IMDB #190 The Hustler
Labels: George C. Scott , imdb project , Jackie Gleason , Paul Newman , Piper Laurie , Robert Rossen , The Hustler , top 250 , 0 comments
Are some of us born winners, and some born losers? Is there a way to tell? 1961's The Hustler takes a dour, pool-filled road to finding out.
It's about when talent's not worth as half as much as character, when you have to sacrifice something to gain anything, and the people you have to hurt to get there. It's about winning, really winning, instead of waiting for an excuse to lose.
Plus, lots and lots of pool.
The Key Players:
Robert Rossen makes his only appearance on the countdown as our director. He would garner five Oscar nominations for this film and Best Picture winner All The King's Men all told, and might have made more classics if he hadn't been blacklisted as a former communist in the early 50's, and then put off filmaking altogether from working with Warren Beatty on Lillith.

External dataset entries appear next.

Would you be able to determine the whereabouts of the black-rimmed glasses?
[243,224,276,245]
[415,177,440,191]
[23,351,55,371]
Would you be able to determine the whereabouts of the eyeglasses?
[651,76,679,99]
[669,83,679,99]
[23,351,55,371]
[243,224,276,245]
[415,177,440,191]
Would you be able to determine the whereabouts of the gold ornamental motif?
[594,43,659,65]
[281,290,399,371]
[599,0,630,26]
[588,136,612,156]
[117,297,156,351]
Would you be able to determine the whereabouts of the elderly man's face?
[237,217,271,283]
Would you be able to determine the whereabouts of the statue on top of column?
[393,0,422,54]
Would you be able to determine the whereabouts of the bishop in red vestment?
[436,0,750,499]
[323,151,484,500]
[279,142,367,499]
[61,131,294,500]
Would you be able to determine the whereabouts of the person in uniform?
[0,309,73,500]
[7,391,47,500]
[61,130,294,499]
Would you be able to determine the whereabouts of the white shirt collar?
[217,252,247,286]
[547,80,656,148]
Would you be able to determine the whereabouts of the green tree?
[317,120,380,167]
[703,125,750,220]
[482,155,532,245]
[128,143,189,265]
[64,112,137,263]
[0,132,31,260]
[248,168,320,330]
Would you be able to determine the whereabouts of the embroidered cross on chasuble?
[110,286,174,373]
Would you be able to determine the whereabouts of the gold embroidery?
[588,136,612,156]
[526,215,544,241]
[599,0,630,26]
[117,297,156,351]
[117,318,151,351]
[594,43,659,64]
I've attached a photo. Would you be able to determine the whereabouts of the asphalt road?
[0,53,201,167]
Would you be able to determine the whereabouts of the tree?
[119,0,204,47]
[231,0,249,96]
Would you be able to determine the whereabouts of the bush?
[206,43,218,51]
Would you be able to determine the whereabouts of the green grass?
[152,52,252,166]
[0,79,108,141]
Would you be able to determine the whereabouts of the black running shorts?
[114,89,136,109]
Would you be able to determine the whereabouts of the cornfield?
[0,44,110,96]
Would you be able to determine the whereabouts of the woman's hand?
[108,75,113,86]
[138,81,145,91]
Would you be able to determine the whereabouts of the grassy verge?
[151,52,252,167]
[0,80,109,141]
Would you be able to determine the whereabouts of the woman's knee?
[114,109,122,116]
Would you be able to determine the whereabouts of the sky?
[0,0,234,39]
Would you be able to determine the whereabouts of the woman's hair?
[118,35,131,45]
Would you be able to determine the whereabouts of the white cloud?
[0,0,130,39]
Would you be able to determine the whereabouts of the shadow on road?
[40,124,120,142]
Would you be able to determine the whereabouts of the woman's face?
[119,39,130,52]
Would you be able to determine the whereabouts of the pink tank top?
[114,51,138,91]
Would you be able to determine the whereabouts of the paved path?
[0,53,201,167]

The late, great Paul Newman with far too many roles to list: I'm sure we'll have time later. He also made a mean salad dressing.
Co-star Piper Laurie is a three time Oscar nominee most famous as Carrie's mom and as Catherine Martell on "Twin Peaks."
"The Honeymooners" tv legend Jackie Gleason has a small role, while George C. Scott (whose bravura turn in Patton we skipped due to countdown shuffling) steals the entire second half of the film.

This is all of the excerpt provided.